- Directed by: Dori Berinstein
- Written by: Dori Berinstein; Richard Hankin;
- Produced by: Dori Berinstein
- Starring: Alan Cumming; Boy George; Idina Menzel; Rosie O'Donnell; Kristin Chenoweth; Raul Esparza; Euan Morton; George C. Wolfe; Tonya Pinkins; Robert Lopez; Jeff Marx; Tony Kushner; Stephen Schwartz; Stephanie D'Abruzzo;
- Cinematography: Alan S. Deutsch
- Edited by: Richard Hankin; Adam Zucker;
- Music by: Jeanine Tesori
- Distributed by: Regent Releasing
- Release date: 2005;
- Running time: 102 min
- Language: English
- Box office: $151,708

= ShowBusiness: The Road to Broadway =

ShowBusiness: The Road to Broadway is a 2005 American documentary film, the first feature film directed by Dori Berinstein, a Broadway Producer, Writer and filmmaker. Berinstein completed the film in 2005. The film premiered at the 2005 Tribeca Film Festival. The film was named one of the top 5 films of 2006 by the IDA (International Documentary Association) and received the Grand Jury Prize for Best Documentary at the 2006 Florida Film Festival. The film was released commercially in 2007, with the first such showings on 11 May 2007 in New York City.

==Production==
Berinstein filmed each principal musical on Broadway for her project during the 2003-2004 season, for about 600 hours of initial film footage. She focused the film on four musicals, through the difficulties of pre-production, their openings, attendant publicity around the shows, and their reviews, through the 2004 Tony Award competition. The four musicals, three of which were nominated for Best Musical at the Tony Awards that season, were:

- Wicked
- Taboo
- Caroline, or Change
- Avenue Q

The film climaxes with the 2004 Tony Awards ceremony at which Avenue Q won Best Musical over Wicked and Caroline, or Change.

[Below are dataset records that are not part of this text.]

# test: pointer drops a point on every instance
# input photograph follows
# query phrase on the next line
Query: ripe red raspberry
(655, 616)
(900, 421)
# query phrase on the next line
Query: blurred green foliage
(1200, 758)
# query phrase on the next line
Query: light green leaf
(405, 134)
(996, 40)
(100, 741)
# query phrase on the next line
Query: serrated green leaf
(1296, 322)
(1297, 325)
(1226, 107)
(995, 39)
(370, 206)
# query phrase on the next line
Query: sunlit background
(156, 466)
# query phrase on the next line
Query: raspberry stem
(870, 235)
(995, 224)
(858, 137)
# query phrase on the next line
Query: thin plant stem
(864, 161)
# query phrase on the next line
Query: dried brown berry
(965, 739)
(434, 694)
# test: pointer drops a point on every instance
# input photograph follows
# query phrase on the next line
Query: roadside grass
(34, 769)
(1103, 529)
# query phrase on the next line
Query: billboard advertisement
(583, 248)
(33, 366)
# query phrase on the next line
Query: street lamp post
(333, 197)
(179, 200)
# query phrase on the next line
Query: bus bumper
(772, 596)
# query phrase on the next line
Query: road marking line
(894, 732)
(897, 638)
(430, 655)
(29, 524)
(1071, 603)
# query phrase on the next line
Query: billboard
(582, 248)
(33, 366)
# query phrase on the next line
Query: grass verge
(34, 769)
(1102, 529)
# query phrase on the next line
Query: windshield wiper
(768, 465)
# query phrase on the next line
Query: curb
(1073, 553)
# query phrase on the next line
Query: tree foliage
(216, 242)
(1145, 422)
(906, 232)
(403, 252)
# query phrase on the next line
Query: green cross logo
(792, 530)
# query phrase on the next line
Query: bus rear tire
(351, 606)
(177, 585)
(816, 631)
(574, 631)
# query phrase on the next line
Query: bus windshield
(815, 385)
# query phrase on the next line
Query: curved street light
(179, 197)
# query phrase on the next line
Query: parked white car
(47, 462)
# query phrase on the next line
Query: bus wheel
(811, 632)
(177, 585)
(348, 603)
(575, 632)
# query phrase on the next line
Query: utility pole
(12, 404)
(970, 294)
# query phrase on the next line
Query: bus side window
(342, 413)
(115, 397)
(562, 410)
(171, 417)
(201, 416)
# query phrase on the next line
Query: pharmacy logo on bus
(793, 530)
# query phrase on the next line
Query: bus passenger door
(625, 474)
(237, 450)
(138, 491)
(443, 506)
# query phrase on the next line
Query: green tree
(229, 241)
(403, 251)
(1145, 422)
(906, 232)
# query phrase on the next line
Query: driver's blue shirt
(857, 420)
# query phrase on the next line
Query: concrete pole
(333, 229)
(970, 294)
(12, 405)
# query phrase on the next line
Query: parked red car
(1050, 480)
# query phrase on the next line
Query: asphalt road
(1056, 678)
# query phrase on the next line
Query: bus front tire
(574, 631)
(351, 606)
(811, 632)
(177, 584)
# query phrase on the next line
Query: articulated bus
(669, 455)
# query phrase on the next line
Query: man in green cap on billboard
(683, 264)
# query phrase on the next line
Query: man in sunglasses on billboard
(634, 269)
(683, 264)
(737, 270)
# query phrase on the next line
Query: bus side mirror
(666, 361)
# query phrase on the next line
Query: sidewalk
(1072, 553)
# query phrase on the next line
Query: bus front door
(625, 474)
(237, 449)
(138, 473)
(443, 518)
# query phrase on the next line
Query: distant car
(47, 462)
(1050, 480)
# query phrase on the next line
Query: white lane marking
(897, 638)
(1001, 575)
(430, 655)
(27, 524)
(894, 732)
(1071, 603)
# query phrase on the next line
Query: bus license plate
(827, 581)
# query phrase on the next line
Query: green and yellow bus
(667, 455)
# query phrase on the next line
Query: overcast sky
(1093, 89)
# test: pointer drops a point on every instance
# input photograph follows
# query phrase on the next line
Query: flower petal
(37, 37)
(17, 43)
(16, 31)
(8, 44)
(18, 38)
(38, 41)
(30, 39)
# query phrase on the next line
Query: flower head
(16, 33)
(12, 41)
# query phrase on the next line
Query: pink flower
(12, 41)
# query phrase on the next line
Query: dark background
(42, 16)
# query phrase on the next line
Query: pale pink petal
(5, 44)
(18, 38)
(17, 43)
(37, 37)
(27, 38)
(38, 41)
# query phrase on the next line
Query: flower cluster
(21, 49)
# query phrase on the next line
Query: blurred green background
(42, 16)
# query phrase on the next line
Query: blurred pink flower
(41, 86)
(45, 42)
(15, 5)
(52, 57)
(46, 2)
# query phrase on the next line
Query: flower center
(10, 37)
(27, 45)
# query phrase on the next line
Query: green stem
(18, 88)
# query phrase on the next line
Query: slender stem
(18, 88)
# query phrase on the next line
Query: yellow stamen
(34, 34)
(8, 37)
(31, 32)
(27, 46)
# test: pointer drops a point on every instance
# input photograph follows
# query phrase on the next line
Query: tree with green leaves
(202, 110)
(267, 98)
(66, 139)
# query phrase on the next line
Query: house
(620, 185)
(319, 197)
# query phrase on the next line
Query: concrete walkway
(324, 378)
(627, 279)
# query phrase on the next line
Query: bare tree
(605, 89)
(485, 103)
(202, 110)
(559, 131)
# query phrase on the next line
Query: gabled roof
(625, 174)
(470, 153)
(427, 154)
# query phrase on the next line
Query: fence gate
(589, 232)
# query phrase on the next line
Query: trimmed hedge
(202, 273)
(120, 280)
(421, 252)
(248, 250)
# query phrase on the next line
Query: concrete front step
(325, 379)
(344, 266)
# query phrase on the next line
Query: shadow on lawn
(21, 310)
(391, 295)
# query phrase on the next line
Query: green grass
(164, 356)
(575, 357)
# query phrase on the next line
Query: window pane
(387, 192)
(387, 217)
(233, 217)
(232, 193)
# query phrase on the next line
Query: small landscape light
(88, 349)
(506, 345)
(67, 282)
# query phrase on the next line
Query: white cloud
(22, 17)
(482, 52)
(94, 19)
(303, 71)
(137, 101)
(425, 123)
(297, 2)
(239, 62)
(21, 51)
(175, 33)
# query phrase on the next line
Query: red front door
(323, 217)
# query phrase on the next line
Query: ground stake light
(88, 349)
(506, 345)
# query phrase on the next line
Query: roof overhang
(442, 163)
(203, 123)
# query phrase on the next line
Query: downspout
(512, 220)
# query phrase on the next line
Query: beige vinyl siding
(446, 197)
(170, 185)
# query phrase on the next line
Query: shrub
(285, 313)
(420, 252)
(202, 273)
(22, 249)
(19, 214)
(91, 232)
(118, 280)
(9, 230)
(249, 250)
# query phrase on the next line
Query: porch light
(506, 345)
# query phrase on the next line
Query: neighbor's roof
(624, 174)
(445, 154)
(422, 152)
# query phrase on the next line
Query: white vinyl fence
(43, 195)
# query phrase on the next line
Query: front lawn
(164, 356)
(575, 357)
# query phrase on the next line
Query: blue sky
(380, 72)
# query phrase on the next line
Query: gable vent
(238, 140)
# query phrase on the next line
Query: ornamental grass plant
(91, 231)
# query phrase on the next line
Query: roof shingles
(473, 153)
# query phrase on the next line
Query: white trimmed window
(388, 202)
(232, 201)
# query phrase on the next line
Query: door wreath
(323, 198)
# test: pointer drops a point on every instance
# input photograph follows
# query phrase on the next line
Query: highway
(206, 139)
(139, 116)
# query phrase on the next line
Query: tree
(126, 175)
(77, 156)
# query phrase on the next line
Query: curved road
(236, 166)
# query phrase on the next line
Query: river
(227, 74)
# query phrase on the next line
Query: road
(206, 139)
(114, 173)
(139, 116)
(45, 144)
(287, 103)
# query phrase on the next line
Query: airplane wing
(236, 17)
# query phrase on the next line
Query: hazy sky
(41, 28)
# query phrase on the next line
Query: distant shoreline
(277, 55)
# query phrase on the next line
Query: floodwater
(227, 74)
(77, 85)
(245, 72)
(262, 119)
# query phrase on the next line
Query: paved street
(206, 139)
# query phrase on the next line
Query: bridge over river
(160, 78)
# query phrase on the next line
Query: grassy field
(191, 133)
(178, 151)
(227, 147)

In addition to coverage of the musicals themselves, the movie includes interviews with New York theatre critics, and footage of several theatre critics discussing in a restaurant the various musicals and their predictions for the Tony Award winners.

==Cast==
- Alan Cumming
- Boy George
- Idina Menzel
- Rosie O'Donnell
- Kristin Chenoweth
- Raul Esparza
- Euan Morton
- George C. Wolfe
- Tonya Pinkins
- Robert Lopez
- Jeff Marx
- Tony Kushner
- Stephen Schwartz
- Stephanie D'Abruzzo

==Reception==

===Critical response===
On Rotten Tomatoes, the film holds an approval rating of 89% based on 54 reviews, with an average rating of 7.4/10. The website's critics consensus states: "Made with obvious care and attention, Showbusiness is an entertaining, insightful look into Broadway." Metacritic, which uses a weighted average, assigned the a score of 73 out of 100, based on 14 critics, indicating "generally favorable" reviews. Theatre critic Michael Riedel received harsh criticism from actors and songwriters who were subjects of the film, after seeing his comments in the film.

===Release===
ShowBusiness: The Road to Broadway premiered at the 2005 Tribeca Film Festival. The film was released on DVD on October 16, 2007 by Liberation Entertainment.